Artigo Revisado por pares

Matrix-Induced Liver Cell Aggregates (MILCA) for Bioartificial Liver Use

1996; SAGE Publishing; Volume: 19; Issue: 1 Linguagem: Inglês

10.1177/039139889601900111

ISSN

1724-6040

Autores

L B Kong, Shuang Chen, A. A. Demetriou, Jacek Rózga,

Tópico(s)

Liver Disease and Transplantation

Resumo

Ex vivo reproduction of liver microstructure using isolated hepatocytes is critical for bioartificial liver use.
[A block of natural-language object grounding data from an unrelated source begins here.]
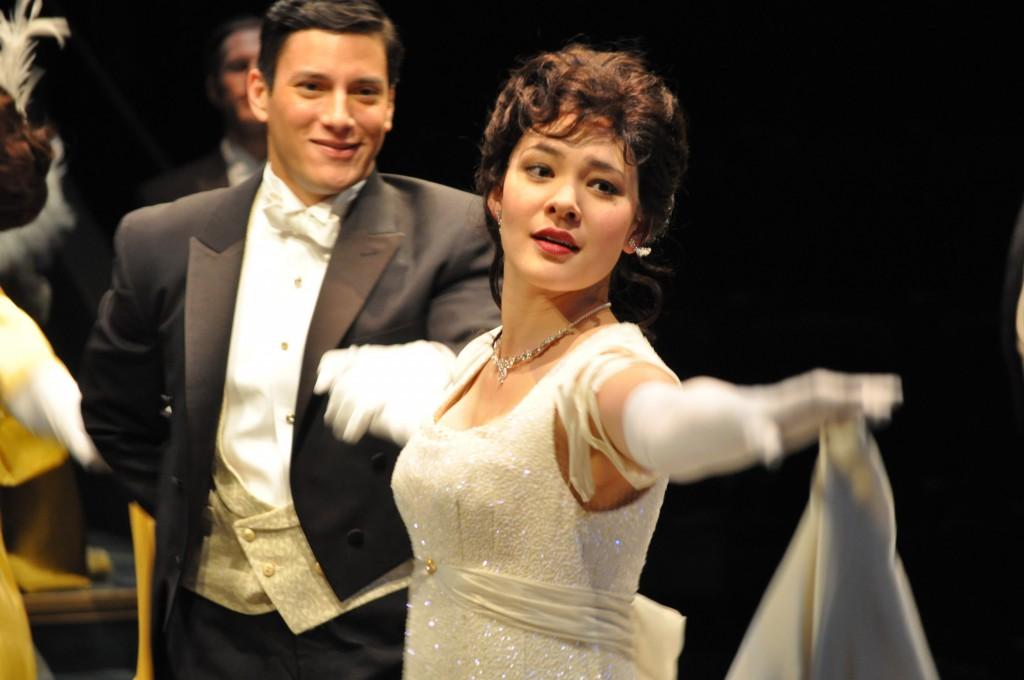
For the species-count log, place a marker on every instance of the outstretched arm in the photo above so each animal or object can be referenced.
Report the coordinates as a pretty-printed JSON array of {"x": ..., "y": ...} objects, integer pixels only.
[
  {"x": 706, "y": 426},
  {"x": 36, "y": 387},
  {"x": 122, "y": 382}
]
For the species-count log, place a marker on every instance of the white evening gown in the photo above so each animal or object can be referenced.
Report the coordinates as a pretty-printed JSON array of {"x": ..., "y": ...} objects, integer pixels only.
[{"x": 513, "y": 579}]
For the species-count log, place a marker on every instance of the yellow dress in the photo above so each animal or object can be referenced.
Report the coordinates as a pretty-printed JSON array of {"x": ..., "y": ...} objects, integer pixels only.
[{"x": 23, "y": 456}]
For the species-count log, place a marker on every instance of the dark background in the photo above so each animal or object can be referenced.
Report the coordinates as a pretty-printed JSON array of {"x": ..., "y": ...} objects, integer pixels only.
[{"x": 856, "y": 172}]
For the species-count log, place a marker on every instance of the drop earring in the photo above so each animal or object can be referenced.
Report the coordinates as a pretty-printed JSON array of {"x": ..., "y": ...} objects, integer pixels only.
[{"x": 641, "y": 251}]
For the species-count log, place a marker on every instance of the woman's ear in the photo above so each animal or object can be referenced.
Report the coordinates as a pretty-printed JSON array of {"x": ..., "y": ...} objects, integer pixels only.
[
  {"x": 636, "y": 237},
  {"x": 495, "y": 205}
]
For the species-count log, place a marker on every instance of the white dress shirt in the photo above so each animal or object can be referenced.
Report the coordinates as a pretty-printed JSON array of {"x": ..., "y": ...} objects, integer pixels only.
[{"x": 282, "y": 272}]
We have developed a method of producing matrix-induced liver cell aggregates (MILCA) using a small number of collagen-coated beads as a nidus for formation of hepatocyte aggregates. Porcine hepatocytes were obtained by EDTA/collagenase digestion. Cell viability was assessed by trypan blue exclusion and LDH release. Cytochrome P-450 activity was determined at 4 and 24 hours by measuring the formation of 7-hydroxycoumarine (7-HC) from 7-ethoxycoumarine (7-EC). At 4 hours, the viability of MILCA was 92 +/- 2%, LDH release was 100 +/- 22 U/L and 7-HC formation was 140 +/- 34 nM/g cells. At 24 hours, MILCA viability remained greater than 90%, but 7-HC formation was lower than that of parallel control monolayer hepatocyte cultures (194 +/- 43 vs 481 +/- 78 nM/g cells; p < 0.002). On transmission electron microscopy, MILCA ultrastructure resembled that of a normal liver (maintenance of cell polarity, gap junctions, bile canaliculi, intact organellae, glycogen granules). MILCA were subsequently inoculated into hollow-fiber bioreactors which were perfused for 6 hours with plasma recovered from patients with fulminant hepatic failure (n = 6; 5 x 10(9) cells/cartridge, recirculation of 350 ml of plasma at 400 ml/min). In these studies, lidocaine (20 micrograms/ml) was cleared in less than 3 hours and 7-HC production at 6 hours was 71 +/- 8 nM/g cells. Other MILCA effects noted in this system included lowering of plasma lactate, bilirubin and ammonia and increase in the level of several non-essential amino acids.